Long term, water insecurity is of particular significance to the region’s agriculture.
129 million farmers at least partly irrigate their lands with Himalayan meltwater. The London School of Economics reports, “Meltwater alone provides enough water to grow food crops to sustain a balanced diet for 38 million people.”
It’s also here that the fate of the glaciers collides with urbanisation.
Food, energy and drinking water shortages will be felt in megacities such as Delhi, Lahore and Kolkata, whilst at the same time exacerbating rural flight.
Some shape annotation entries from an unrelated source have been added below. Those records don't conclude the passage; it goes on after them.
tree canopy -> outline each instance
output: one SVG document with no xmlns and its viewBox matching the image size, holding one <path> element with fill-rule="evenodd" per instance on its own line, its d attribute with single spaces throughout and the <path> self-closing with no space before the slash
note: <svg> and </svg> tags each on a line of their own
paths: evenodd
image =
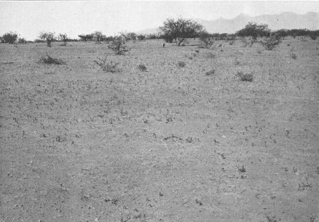
<svg viewBox="0 0 319 222">
<path fill-rule="evenodd" d="M 192 19 L 180 18 L 176 20 L 174 18 L 167 19 L 164 25 L 160 27 L 160 30 L 167 42 L 175 41 L 180 46 L 186 39 L 198 36 L 205 29 L 203 25 Z"/>
<path fill-rule="evenodd" d="M 85 42 L 86 42 L 88 40 L 92 40 L 93 37 L 93 34 L 82 34 L 78 35 L 78 36 L 82 39 Z"/>
<path fill-rule="evenodd" d="M 9 31 L 3 35 L 2 38 L 6 43 L 9 44 L 13 44 L 15 43 L 18 39 L 18 34 L 13 31 Z"/>
<path fill-rule="evenodd" d="M 237 31 L 237 35 L 242 36 L 251 36 L 256 40 L 258 36 L 263 37 L 269 36 L 270 29 L 267 24 L 257 24 L 256 22 L 248 22 L 245 28 Z"/>
<path fill-rule="evenodd" d="M 39 38 L 45 41 L 49 47 L 51 47 L 51 43 L 55 41 L 55 33 L 50 32 L 42 32 L 39 35 Z"/>
</svg>

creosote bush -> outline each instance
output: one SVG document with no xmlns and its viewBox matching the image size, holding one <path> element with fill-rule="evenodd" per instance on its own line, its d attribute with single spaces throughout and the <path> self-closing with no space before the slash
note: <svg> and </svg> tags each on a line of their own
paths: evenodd
<svg viewBox="0 0 319 222">
<path fill-rule="evenodd" d="M 211 76 L 215 73 L 215 69 L 211 69 L 208 71 L 205 72 L 205 75 L 206 76 Z"/>
<path fill-rule="evenodd" d="M 146 66 L 144 65 L 144 64 L 141 64 L 137 66 L 137 68 L 138 68 L 140 70 L 142 71 L 146 71 Z"/>
<path fill-rule="evenodd" d="M 207 58 L 212 59 L 213 58 L 215 58 L 215 54 L 211 52 L 208 52 L 206 54 L 206 57 Z"/>
<path fill-rule="evenodd" d="M 179 67 L 184 67 L 186 65 L 186 63 L 184 61 L 179 61 L 178 62 L 177 62 L 177 65 Z"/>
<path fill-rule="evenodd" d="M 214 43 L 214 41 L 212 38 L 201 38 L 200 39 L 200 48 L 210 49 Z"/>
<path fill-rule="evenodd" d="M 98 58 L 99 61 L 94 60 L 95 63 L 100 65 L 103 71 L 106 72 L 119 72 L 120 71 L 120 68 L 118 67 L 119 62 L 114 62 L 112 61 L 109 62 L 107 61 L 107 56 L 105 57 L 104 59 L 101 59 Z"/>
<path fill-rule="evenodd" d="M 250 73 L 244 74 L 242 71 L 238 71 L 237 76 L 239 77 L 239 79 L 242 81 L 252 82 L 253 80 L 253 73 L 252 72 Z"/>
<path fill-rule="evenodd" d="M 45 64 L 55 64 L 56 65 L 65 65 L 66 63 L 59 59 L 54 59 L 47 53 L 47 57 L 42 56 L 39 61 L 39 63 Z"/>
<path fill-rule="evenodd" d="M 281 40 L 276 36 L 265 38 L 260 42 L 266 50 L 272 50 L 281 43 Z"/>
</svg>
Competition for resources isn’t contained by borders, either. In a 2019 paper on water security in Himalayan Asia, US think tank, the Atlantic Council highlighted the geopolitical implications of water stress, as India, China and Pakistan lay claim to overlapping territories and trans-boundary watersheds.
While violent conflict for water is unlikely in the short term, the paper notes that such claims “are part of emotionally fraught and historically laden disputes.”
Creating water security
A water secure environment provides adequate, reliable access to water for its populations, and is able to withstand some supply disruption. But what do researchers say this should look like in the Himalayan regions?
1. A 2020 Water Policy report recommends building a detailed picture of the scope and implications of Himalayan water scarcity. This includes mapping water sources and anticipating changing demand, particularly in urban and peri-urban areas.
2. There’s opportunity to expand on initiatives already being trialled in areas of urban water scarcity, such as harvesting rainwater. Modified consumption applies to industry, too – drip irrigation in agriculture, for instance.
3. Groundwater policies are essential to manage abstraction rates. Metering and variable pricing are the other side of this equation, as the relatively low cost of water is often a barrier to efficient consumption.
4. The Atlantic Council says technology will unlock greater water security. There are possibilities in desalination, plus biotech advances, including seeds that thrive under water scarcity.
It’s a sobering thought that climate change has outpaced the Himalayan glaciers and, with them, the water cycle.
But with scientists warning even ambitious climate change action won’t be enough to save the glaciers, addressing water security is now a priority.
Having passed the tipping point, our responsibility in this region is now one of custodianship and adaptability.